Caveats with Lyme Disease
It bears repeating: Many conditions have similar symptoms to Lyme disease, including Long COVID, Fibromyalgia, Chronic Fatigue Syndrome (CFS/ME), Multiple Sclerosis (MS), Rheumatoid Arthritis (RA), and more. Disambiguating takes proper testing from legitimate MDs, in my opinion.
It is also worth noting, however, that data suggest a ketogenic diet might help with symptoms of nearly all of the above (!):
MS → strongest early clinical evidence
Fibromyalgia → promising pilot data
CFS/ME → strong theoretical fit, weak trials
Long COVID → emerging hypothesis
RA → indirect anti-inflammatory benefit
Returning to the caveats, there is another risk lurking behind the label of “Lyme disease.” Some people go shopping for the Lyme diagnosis. If you keep seeing doctors long enough, especially once you venture into “doctors” at the fringe, I promise that you will eventually get a Lyme diagnosis. Some such patients are simply desperate for any explanation and treatment that can provide relief.
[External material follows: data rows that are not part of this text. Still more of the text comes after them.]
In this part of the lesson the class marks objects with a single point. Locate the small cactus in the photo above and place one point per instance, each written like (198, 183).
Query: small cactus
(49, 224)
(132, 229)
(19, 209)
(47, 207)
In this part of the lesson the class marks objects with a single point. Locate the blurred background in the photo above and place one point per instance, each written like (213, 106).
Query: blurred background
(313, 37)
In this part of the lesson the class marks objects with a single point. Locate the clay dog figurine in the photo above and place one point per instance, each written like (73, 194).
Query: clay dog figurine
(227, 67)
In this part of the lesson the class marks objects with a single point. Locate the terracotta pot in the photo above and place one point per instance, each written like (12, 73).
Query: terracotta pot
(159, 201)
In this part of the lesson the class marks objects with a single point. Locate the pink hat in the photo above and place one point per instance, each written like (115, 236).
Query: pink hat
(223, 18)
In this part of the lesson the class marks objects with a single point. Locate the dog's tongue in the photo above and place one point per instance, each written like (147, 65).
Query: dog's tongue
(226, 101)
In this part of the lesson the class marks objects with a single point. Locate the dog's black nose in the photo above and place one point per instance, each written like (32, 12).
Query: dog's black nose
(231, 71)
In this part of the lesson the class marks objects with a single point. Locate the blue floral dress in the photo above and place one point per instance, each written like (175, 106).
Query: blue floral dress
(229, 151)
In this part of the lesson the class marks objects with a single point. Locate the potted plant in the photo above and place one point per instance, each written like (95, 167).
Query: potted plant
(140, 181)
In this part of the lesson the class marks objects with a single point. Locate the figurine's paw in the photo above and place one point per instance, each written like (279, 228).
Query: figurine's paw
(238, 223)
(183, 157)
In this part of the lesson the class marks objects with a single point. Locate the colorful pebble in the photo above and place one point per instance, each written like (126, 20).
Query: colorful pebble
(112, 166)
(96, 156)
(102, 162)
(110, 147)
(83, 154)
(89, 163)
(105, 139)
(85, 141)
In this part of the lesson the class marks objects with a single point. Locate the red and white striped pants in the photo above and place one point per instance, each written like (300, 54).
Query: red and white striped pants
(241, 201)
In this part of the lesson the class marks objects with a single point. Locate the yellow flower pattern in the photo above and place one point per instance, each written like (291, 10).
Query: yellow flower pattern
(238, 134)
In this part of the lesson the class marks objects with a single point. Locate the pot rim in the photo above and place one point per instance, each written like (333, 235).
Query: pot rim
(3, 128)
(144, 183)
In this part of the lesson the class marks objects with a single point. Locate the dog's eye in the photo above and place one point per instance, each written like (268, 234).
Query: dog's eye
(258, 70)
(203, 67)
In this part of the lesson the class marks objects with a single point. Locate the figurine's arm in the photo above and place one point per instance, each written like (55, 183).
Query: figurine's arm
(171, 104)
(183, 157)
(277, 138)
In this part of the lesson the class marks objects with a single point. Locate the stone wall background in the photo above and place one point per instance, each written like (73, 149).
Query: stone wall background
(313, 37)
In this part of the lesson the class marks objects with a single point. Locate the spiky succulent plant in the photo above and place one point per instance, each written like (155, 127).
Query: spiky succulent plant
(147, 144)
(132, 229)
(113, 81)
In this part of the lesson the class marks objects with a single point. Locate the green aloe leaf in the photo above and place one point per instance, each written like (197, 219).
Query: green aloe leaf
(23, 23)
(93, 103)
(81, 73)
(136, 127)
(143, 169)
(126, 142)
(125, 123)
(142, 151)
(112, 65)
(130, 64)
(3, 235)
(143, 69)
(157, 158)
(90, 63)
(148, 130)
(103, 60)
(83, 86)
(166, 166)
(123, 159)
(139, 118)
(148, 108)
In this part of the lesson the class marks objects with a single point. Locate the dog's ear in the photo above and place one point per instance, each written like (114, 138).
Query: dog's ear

Others are subconsciously hoping for an external cause for depression and lethargy caused by issues like a rocky marriage, alcoholism, social isolation, etc. It’s a lot easier to take pills or get IVs rather than fundamentally changing the tectonic plates of your life. I get it, and I’ve been there in different contexts.
In the case of Lyme disease, there are entire cottage industries that have popped up to happily take your money for endless treatment that won’t do much.
So, good to be aware and always ask: If I took Lyme off the table, what else might possibly explain this?
Keto Warnings
If you’re on insulin, sulfonylureas, GLP-1 agonists (e.g., Ozempic, Zepbound), or any SGLT2 inhibitor (the “-flozin” drugs), don’t attempt a ketogenic diet without clinician supervision, as carb restriction/fasting can trigger euglycemic ketoacidosis, and medication doses may need rapid adjustment.
In fact, please be sure to always speak with your doctor, m’kay?
Just note that you might need to offer them some reading on the ketogenic diet, as it isn’t a common intervention. This blog post or linked studies and podcasts offer a few starting points.
Also avoid DIY keto if you are pregnant/breastfeeding, have significant kidney/liver/pancreatic disease (including prior pancreatitis), or have a history of eating disorders.
All that said, overall, humans are incredibly well evolved to handle ketosis, especially for the brief periods of time necessary to notice before-and-after changes in the context of Lyme.
One final addendum from Dominic on ALS, at his request:
“FYI, my friend Deanna Tedone was diagnosed with rapidly progressing ALS 17 years ago (given 3 years to live, at most). Her dad, Dr. Vince Tedone, was a world-famous orthopedic surgeon for the Yankees. He came up with the Deanna Protocol, and we proved efficacy in mice: Metabolic Therapy with Deanna Protocol Supplementation Delays Disease Progression and Extends Survival in Amyotrophic Lateral Sclerosis (ALS) Mouse Model.
Deanna tested positive for Lyme disease, and we think this may have been the cause of her ALS. Their foundation is Winning The Fight, and they’re hoping to fund more research on the link between Lyme and neuro diseases.”
For now, that’s all, folks!
Illness and medicine can be squirrely beasts, and I myself have been tempted to give up at times. It can seem like the deck is stacked against you. But sometimes there actually is a simple light of hope at the end of the tunnel.
The ketogenic diet is not a panacea, but its applications beyond weight-loss are compelling. For some, like me and my friends, they can be life-changing.
I sincerely hope this post is helpful.